E por último, eis como não me tornei prefeito por causa da intervenção de um vendedor de coco.
“Houve uma revolução. O desejo de me tornar um homem público me invadiu. Eu era rico, apreciado,
tinha um relacionamento com um ministro; Pedi uma audiência, indicando o propósito de minha visita.
Foi-me concedido nos termos mais atenciosos.

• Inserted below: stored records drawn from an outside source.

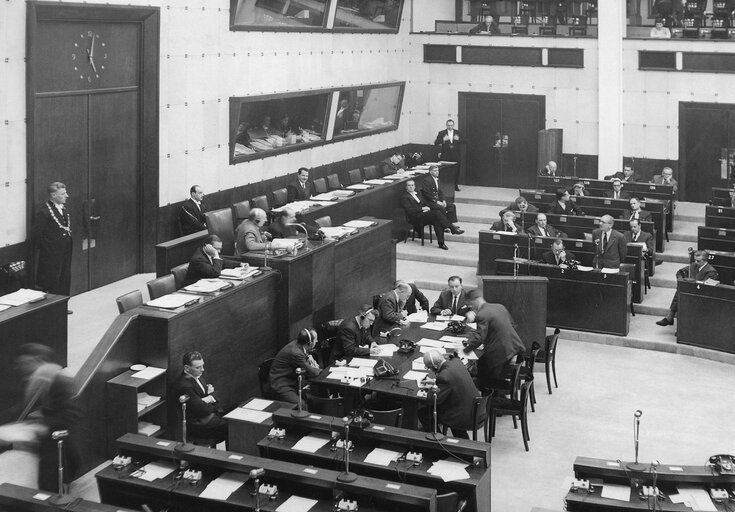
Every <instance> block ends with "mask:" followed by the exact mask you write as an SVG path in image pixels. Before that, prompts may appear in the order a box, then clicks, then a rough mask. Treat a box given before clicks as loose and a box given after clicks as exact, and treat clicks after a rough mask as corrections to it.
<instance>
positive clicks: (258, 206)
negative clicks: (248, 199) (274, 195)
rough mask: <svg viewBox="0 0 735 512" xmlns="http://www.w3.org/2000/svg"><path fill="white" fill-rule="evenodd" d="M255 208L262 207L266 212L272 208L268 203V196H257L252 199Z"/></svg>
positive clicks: (263, 209) (267, 211)
mask: <svg viewBox="0 0 735 512" xmlns="http://www.w3.org/2000/svg"><path fill="white" fill-rule="evenodd" d="M252 202H253V208H260V209H261V210H265V212H266V213H268V211H269V210H270V209H271V208H270V206H269V205H268V198H267V197H266V196H255V197H254V198H253V200H252Z"/></svg>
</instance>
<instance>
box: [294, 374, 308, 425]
mask: <svg viewBox="0 0 735 512" xmlns="http://www.w3.org/2000/svg"><path fill="white" fill-rule="evenodd" d="M303 373H304V370H302V369H301V368H296V376H297V377H298V379H299V408H298V410H296V411H291V416H293V417H294V418H306V417H307V416H308V415H309V413H308V412H306V411H304V410H303V408H302V406H301V402H302V400H301V384H302V382H303V381H302V379H303V377H302V374H303Z"/></svg>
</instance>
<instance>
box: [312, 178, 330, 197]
mask: <svg viewBox="0 0 735 512" xmlns="http://www.w3.org/2000/svg"><path fill="white" fill-rule="evenodd" d="M314 191H315V192H316V193H317V194H324V193H325V192H326V191H327V180H325V179H324V178H317V179H315V180H314Z"/></svg>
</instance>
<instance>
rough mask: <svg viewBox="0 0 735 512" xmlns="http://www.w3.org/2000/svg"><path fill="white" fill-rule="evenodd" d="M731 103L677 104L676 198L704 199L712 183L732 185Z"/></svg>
mask: <svg viewBox="0 0 735 512" xmlns="http://www.w3.org/2000/svg"><path fill="white" fill-rule="evenodd" d="M734 166H735V105H732V104H723V103H688V102H687V103H680V104H679V198H680V199H681V200H682V201H693V202H698V203H706V202H707V201H708V200H709V199H710V197H711V196H712V187H728V186H731V185H732V179H733V175H732V174H733V167H734Z"/></svg>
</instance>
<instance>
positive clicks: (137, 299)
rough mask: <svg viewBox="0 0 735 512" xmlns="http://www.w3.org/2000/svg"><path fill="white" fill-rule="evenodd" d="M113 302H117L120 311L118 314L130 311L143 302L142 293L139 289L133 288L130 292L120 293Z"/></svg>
mask: <svg viewBox="0 0 735 512" xmlns="http://www.w3.org/2000/svg"><path fill="white" fill-rule="evenodd" d="M115 302H117V309H118V311H120V314H122V313H125V312H126V311H130V310H131V309H133V308H134V307H136V306H140V305H141V304H143V294H142V293H140V290H133V291H132V292H128V293H126V294H125V295H120V296H119V297H118V298H117V299H115Z"/></svg>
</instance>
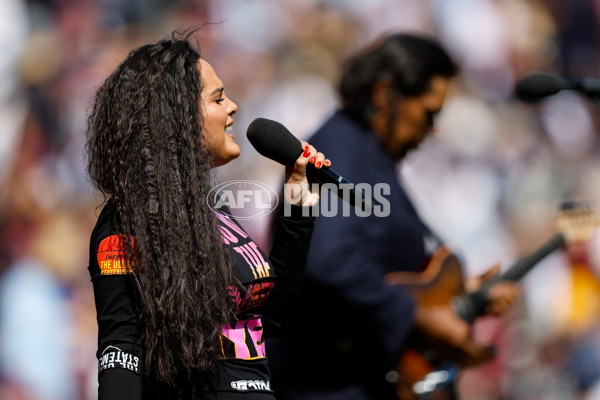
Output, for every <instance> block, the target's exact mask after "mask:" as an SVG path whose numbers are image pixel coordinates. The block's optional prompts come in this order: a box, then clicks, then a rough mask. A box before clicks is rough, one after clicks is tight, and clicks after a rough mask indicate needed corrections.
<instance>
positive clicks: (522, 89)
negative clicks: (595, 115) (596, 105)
mask: <svg viewBox="0 0 600 400" xmlns="http://www.w3.org/2000/svg"><path fill="white" fill-rule="evenodd" d="M561 90H576V91H579V92H582V93H584V94H586V95H588V96H592V97H593V96H600V78H588V77H562V76H558V75H554V74H551V73H549V72H536V73H532V74H530V75H527V76H525V77H523V78H522V79H521V80H519V81H518V82H517V84H516V86H515V94H516V95H517V97H518V98H519V99H521V100H524V101H529V102H535V101H538V100H541V99H542V98H544V97H547V96H552V95H554V94H556V93H558V92H560V91H561Z"/></svg>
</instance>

»No dia marcado - era verão e fazia muito calor - vesti calças leves, luvas leves e botins leves de tecido
com pontas de couro envernizado. As ruas estavam em chamas. Seus pés afundaram nas calçadas, que
derreteram; os grandes tubos de irrigação transformaram a estrada em esgoto. Varredores amontoavam
essa lama quente de vez em quando, como se dissesse artificial, e a jogavam no esgoto. Sem pensar em
nada além do meu público, caminhei rapidamente; de repente, encontro um daqueles lamaçais; Eu ganho
impulso ... Em um ... em dois ... Um grito agudo e terrível rasga meus tímpanos: “Coco, coco! Quem quer
coco? ”. Eu involuntariamente faço um gesto de surpresa ..., eu escorrego ... Foi uma coisa lamentável,
atroz ... Me peguei sentado na lama ... Minha calça tinha ficado escura, minha camisa branca estava suja
de lama, meu chapéu nadava ao meu lado. A voz raivosa, rouca de tanto gritar, não parava de gritar:
"Coco, coco!" E na minha frente havia vinte pessoas, dobradas de tanto rir, olhando para mim e fazendo
gestos horríveis.
Corri para casa. Eu mudei de roupa. A hora da audiência havia passado.
O manuscrito terminou assim:
“Faça amizade com um vendedor de coco, meu caro Pedro. Quanto a mim, vou deixar este mundo feliz
se, no momento de morrer, ouvir um deles apregoando sua mercadoria. "
No dia seguinte, encontrei um senhor muito velho na Champs-Élysées, carregado com sua caução e que
parecia muito pobre. Entreguei-lhe os cem francos do meu tio, ele estremeceu de espanto e disse:
"Muito obrigado, meu jovem; Esta ação lhe trará boa sorte.